I really wish I could articulate this better— over the years, I’ve certainly tried. But today, after 40 CompuTrainer miles and a weekend of incredible mountain bike miles, I thought about the number of years I have spent embarrassed and sad about the various ways I fail to meet (societal?) standards of conventional beauty.  And yet, how those miles a source of pride and give me a sense of strength I'm not sure I would understand in the same way without them.


Petroglyphs en route to Black Rock overlook another dry lake bed. It's funny how desert was once an ocean.

When I was a weight-lifter and track athlete in high school, I was proud of myself that I could bench press more than the incoming Freshman boys (not by ratio, but by sheer pounds) and could out-pole-vault most boys, too. But, I hated how large my arms were, and how I couldn’t really wear a “normal” dress. Those muscles made me “big”— when “delicate” is what (I thought) girls are “supposed” to be.

I remember when one girl on the track team pointed out that I had “stretch marks on my arms and that wasn’t normal” in front of everyone. It was an incredibly painful moment (like, what do you say to that?)  But, she was right: I did. My muscles grew faster than my skin could stretch. That’s how I’m built, and that’s what my body does, if I train in a certain way.  Some people might call that a gift. For most of my life, it’s been a curse. 

So, I think about this now— where this drive for “smallness” comes from.  Now that have gotten stronger on the bike— my legs are “thicker” and I don’t wear the sizes allotted to “the beautiful.” I think about this even though I can push 245 watts for an hour, and even though I won the California Triple Crown Stage Race, and the Silver State 508 for the 2-man mixed division.

I keep wondering where these thoughts come from-- and, why I no matter how well I race, it's never enough.
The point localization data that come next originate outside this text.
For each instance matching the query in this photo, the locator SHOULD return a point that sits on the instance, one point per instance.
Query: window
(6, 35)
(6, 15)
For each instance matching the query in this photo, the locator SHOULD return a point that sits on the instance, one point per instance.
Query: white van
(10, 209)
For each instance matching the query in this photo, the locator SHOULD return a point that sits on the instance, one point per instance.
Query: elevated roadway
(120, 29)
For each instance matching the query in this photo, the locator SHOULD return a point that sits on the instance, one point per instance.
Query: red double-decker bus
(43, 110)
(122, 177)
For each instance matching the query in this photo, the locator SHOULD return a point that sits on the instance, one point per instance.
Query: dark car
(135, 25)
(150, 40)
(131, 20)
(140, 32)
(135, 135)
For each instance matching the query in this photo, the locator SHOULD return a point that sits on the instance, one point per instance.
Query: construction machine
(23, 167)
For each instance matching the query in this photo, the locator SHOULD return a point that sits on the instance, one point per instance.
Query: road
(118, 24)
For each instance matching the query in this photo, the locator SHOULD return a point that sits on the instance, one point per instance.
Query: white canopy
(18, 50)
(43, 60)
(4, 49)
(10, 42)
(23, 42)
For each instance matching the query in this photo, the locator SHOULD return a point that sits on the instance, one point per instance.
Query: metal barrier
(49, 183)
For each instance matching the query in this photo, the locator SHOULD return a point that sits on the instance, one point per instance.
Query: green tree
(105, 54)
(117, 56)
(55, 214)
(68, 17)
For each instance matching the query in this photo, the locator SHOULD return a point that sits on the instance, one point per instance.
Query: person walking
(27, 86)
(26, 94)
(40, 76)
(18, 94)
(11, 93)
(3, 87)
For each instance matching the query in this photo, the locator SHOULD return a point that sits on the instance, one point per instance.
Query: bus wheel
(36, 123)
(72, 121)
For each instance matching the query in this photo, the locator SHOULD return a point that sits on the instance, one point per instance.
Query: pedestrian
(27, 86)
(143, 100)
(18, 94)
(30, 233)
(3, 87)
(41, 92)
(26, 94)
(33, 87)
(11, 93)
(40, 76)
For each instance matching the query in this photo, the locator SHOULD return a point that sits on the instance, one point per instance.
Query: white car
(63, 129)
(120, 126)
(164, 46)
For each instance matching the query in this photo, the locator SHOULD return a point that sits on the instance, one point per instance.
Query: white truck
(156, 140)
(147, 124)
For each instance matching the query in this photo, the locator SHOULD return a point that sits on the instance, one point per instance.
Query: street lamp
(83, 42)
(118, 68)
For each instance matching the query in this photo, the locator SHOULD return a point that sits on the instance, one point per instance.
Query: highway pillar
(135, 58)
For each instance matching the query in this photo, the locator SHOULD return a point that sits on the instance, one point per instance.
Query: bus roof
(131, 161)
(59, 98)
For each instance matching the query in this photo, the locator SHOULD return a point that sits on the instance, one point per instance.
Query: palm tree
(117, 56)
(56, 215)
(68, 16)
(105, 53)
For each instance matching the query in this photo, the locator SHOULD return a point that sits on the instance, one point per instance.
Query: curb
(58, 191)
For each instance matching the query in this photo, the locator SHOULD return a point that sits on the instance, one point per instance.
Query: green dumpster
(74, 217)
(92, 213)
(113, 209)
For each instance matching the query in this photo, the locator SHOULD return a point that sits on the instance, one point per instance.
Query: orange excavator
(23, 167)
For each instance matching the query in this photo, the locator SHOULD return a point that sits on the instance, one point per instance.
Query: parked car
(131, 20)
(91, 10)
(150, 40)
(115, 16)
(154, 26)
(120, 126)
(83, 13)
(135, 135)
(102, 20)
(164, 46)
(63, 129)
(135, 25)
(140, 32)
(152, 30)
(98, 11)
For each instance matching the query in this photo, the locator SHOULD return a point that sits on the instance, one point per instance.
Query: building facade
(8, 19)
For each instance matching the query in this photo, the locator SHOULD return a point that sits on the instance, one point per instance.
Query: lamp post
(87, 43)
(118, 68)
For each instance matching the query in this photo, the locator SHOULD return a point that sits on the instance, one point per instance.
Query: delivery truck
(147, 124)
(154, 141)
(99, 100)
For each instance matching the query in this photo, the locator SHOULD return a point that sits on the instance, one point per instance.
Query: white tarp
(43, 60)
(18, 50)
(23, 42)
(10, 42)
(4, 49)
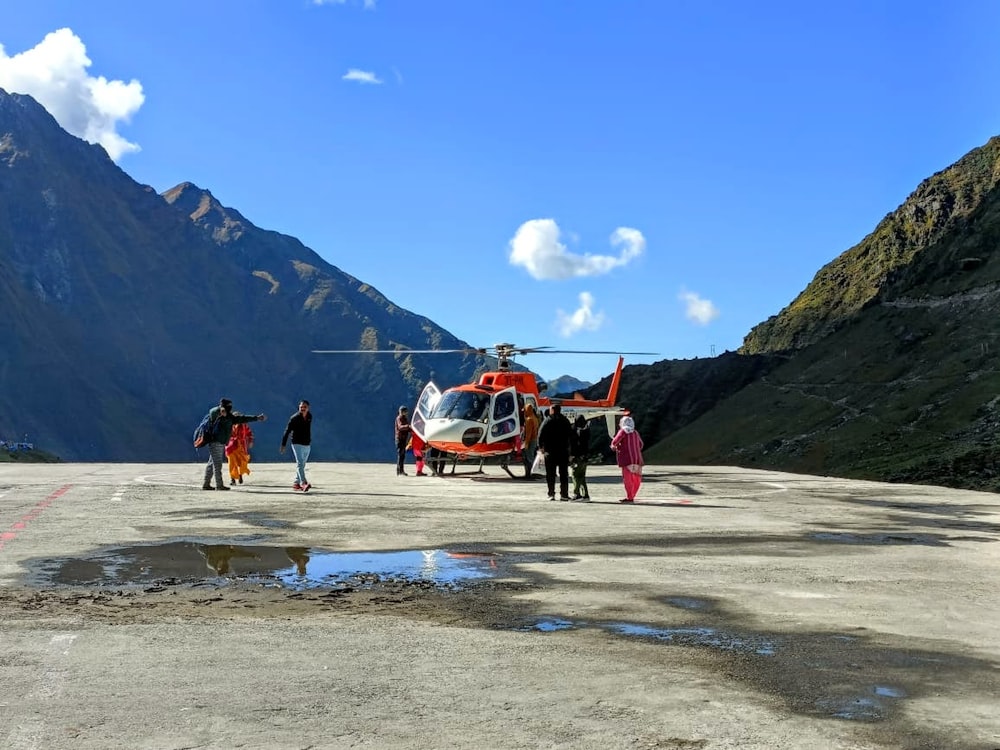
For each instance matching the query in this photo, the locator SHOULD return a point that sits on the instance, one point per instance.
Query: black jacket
(556, 436)
(299, 428)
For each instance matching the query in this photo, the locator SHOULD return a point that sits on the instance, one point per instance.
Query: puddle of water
(697, 636)
(847, 538)
(861, 708)
(547, 625)
(888, 691)
(687, 602)
(291, 567)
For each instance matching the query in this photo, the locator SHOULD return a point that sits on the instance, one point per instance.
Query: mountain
(884, 367)
(128, 314)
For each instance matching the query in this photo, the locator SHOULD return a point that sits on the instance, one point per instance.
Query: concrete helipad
(728, 608)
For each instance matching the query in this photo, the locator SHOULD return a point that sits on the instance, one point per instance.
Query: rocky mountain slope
(884, 367)
(128, 314)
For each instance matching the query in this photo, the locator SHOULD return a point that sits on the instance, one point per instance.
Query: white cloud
(698, 310)
(54, 73)
(582, 319)
(537, 248)
(361, 76)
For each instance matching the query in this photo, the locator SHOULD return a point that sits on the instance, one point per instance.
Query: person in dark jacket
(299, 430)
(555, 441)
(581, 449)
(222, 418)
(401, 432)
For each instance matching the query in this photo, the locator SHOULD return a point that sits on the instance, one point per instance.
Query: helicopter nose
(454, 431)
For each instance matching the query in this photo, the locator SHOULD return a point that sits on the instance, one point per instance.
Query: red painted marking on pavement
(19, 526)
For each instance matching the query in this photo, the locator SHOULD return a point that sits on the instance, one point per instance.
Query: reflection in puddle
(290, 567)
(547, 625)
(862, 707)
(687, 602)
(847, 538)
(697, 636)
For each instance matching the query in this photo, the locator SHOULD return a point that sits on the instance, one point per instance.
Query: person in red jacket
(628, 447)
(238, 452)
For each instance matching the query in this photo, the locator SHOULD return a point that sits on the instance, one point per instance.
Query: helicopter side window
(504, 406)
(462, 405)
(504, 420)
(477, 408)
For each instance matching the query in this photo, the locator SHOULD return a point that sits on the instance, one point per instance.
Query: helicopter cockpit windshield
(467, 405)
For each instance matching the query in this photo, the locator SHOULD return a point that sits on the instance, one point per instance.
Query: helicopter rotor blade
(586, 351)
(396, 351)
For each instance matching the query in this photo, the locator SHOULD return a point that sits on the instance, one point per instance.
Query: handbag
(538, 465)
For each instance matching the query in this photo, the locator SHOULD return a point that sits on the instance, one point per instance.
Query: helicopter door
(504, 422)
(425, 405)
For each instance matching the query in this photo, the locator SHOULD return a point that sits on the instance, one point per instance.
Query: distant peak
(203, 208)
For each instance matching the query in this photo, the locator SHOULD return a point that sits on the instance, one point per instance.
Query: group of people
(563, 445)
(231, 440)
(559, 442)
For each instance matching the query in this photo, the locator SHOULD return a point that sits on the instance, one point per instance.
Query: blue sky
(641, 175)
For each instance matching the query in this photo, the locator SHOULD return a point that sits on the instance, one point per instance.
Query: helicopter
(483, 419)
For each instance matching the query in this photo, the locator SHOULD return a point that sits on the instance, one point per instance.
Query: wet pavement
(728, 608)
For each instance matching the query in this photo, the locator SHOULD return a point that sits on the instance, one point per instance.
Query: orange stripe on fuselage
(479, 450)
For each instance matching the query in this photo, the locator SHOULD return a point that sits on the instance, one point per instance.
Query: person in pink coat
(628, 448)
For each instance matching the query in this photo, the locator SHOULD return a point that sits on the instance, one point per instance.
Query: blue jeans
(301, 453)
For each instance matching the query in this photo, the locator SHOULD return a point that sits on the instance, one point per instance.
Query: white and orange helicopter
(483, 419)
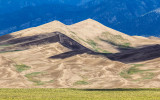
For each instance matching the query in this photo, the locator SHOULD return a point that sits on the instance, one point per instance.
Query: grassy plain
(80, 94)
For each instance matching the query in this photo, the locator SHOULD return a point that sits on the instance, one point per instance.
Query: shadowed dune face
(77, 56)
(137, 55)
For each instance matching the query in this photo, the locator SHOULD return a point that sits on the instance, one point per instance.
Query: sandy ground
(80, 70)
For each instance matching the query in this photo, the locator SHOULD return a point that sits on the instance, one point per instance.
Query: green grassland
(77, 94)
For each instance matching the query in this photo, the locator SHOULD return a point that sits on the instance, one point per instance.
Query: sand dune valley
(83, 55)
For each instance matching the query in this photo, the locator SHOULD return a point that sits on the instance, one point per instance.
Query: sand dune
(55, 55)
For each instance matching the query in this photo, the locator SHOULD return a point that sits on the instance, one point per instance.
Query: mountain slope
(55, 55)
(145, 25)
(110, 13)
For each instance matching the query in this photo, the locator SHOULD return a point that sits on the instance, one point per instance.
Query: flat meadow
(79, 94)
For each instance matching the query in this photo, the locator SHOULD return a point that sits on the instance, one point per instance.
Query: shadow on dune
(130, 55)
(121, 89)
(137, 55)
(127, 56)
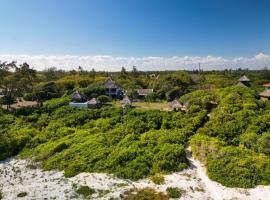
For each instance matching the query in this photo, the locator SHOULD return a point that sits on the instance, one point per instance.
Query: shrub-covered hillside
(235, 142)
(131, 145)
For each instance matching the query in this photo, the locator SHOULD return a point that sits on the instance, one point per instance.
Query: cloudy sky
(111, 63)
(150, 34)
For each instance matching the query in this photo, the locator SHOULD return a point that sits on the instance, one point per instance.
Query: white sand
(16, 177)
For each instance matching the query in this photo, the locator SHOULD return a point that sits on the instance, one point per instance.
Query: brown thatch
(77, 96)
(244, 79)
(265, 93)
(126, 101)
(110, 84)
(145, 92)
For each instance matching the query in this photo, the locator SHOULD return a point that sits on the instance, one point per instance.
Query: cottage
(126, 101)
(78, 104)
(176, 106)
(78, 97)
(94, 103)
(244, 81)
(111, 89)
(265, 95)
(144, 92)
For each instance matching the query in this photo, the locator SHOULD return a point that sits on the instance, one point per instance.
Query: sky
(151, 34)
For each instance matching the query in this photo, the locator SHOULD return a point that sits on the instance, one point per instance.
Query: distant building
(93, 103)
(176, 106)
(144, 92)
(126, 101)
(78, 97)
(78, 104)
(111, 89)
(265, 95)
(244, 81)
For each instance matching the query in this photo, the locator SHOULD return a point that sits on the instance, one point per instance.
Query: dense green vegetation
(234, 143)
(144, 194)
(174, 192)
(133, 145)
(226, 125)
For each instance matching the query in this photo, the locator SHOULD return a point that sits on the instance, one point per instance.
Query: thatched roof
(265, 93)
(145, 92)
(267, 85)
(241, 84)
(126, 101)
(77, 96)
(176, 104)
(244, 79)
(109, 84)
(93, 101)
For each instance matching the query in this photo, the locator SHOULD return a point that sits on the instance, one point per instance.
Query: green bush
(85, 191)
(157, 179)
(174, 192)
(144, 194)
(22, 194)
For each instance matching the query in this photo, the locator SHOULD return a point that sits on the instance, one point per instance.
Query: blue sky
(135, 28)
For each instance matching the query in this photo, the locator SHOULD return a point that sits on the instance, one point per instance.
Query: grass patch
(85, 191)
(158, 179)
(174, 192)
(22, 194)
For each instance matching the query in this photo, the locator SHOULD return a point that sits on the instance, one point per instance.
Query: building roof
(265, 93)
(93, 101)
(267, 85)
(126, 101)
(241, 84)
(77, 95)
(145, 92)
(244, 79)
(176, 104)
(109, 83)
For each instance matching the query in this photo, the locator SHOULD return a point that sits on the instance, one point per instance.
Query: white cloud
(111, 63)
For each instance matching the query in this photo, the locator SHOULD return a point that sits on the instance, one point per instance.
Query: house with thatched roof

This past year, many of my relatives admit they are jealous of my strength— even though they have smaller frames and have that “delicate” look that I believe is beautiful— they told me that they admire what I do because it seems impossible. 

I wish I had some words of wisdom, although (with each year) I think I’m getting closer. I write for young people now, and I have a young person in my life (Rich’s daughter) and so I think about the ways to articulate all of this, to frame it somehow in order to make the journey if not less painful, at least documented, for them. 

What has come to mind, really, is a result of CompuTrainer: my muscles are a result of hard work and dedication to the journey. I will (or, try to) be strong on every climb I climb. Eventually, I might learn how to ride down them, but the beauty doesn’t come from a pant size, a watts-per-kilo-ratio, or (really) the time it took to complete a race. Those are all numbers, and numbers fade.  What remains, or has remained even on those days when the questions multiply far beyond the miles is the sense of gratitude and-- well, happiness. If I've spent a day cycling, running or swimming, it's a good day. 

And smiles, no matter their size, are beautiful.